He finally hopped down but continued to hold on. Timaeus straightened to realign his spine before resuming.

"Well, damn... Now I feel bad."

"Brought it on myself."

"Dude, come _ on. _ For fuck's sake, it was an accident... You're not seriously dumb enough to blame yourself like your gremlin brain was conniving behind your back or somethin'. I mean, like, I'm still tryna wrap my head around it, because holy shit, but you clearly didn't _ want _ to commit crimes of consumption that you weren't even conscious for... Not gonna lie, I'm gettin' a good giggle outta picturin' you all snuggled up nice n cozy in your jimjams, maybe snorin' a lil- no offense- and havin' some hyperrealistic dream about a mouth-watering morsel so scrumptious that you just _ have _to-"

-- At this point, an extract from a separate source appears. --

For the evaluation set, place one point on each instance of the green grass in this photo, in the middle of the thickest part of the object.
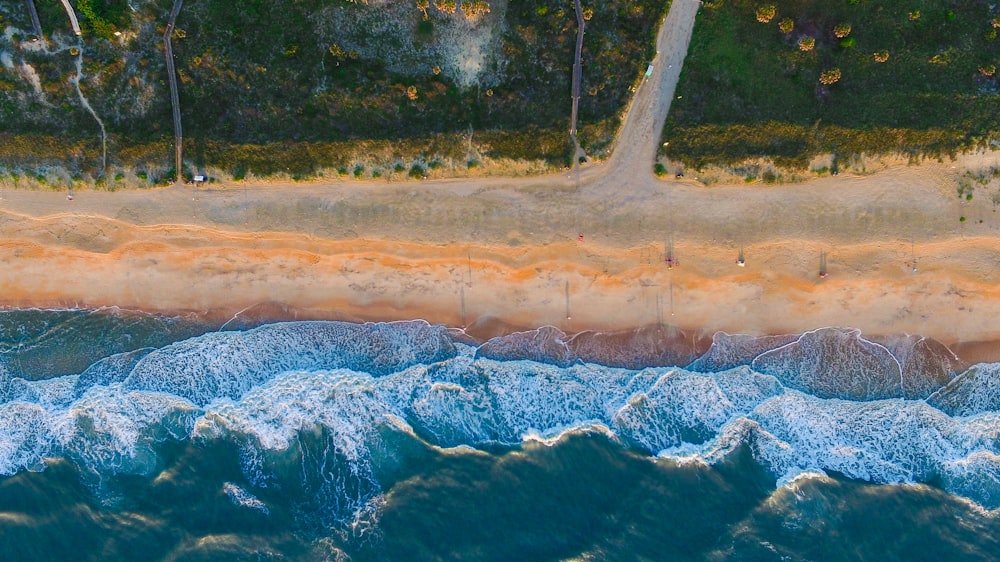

"Ok, yeah, it is hilarious in hindsight... Would've been better if I hadn't isolated myself for the interim, but hey, what's a couple centuries to immortals?" 

"Only a metric shitload of suffering, in your case." 

"... It was hell. I think I've done almost enough penance to balance out the suffering _ I _inflicted." 

"You gotta unthink that kind of donkey dung right the fuck yesterday. Sometimes, shit just... happens. S'fine now; you're back, and that's all that matters... But fyi, for future ref in case you get the midnight munchies again, I would've been chill with you showin' up anytime, claws and all... Honestly. My friends are beyond weird, man- they wouldn't care. And most of us keep to ourselves because we're shit at being members of society, so it's not like you'd really have to worry about confidentiality or whatever. No one listens to wackjobs like us, anyways."

…

…

…

"So, I _ am _ legally dumb as fuck. I wasted all this time when it wasn't even an issue in the first place?"

"Maybe? Doesn't matter; we're all numbnuts, and you're here now... Oh, speakin' of which, you gotta meet Ramses."

"... Like the pharaoh? Is that really their name?"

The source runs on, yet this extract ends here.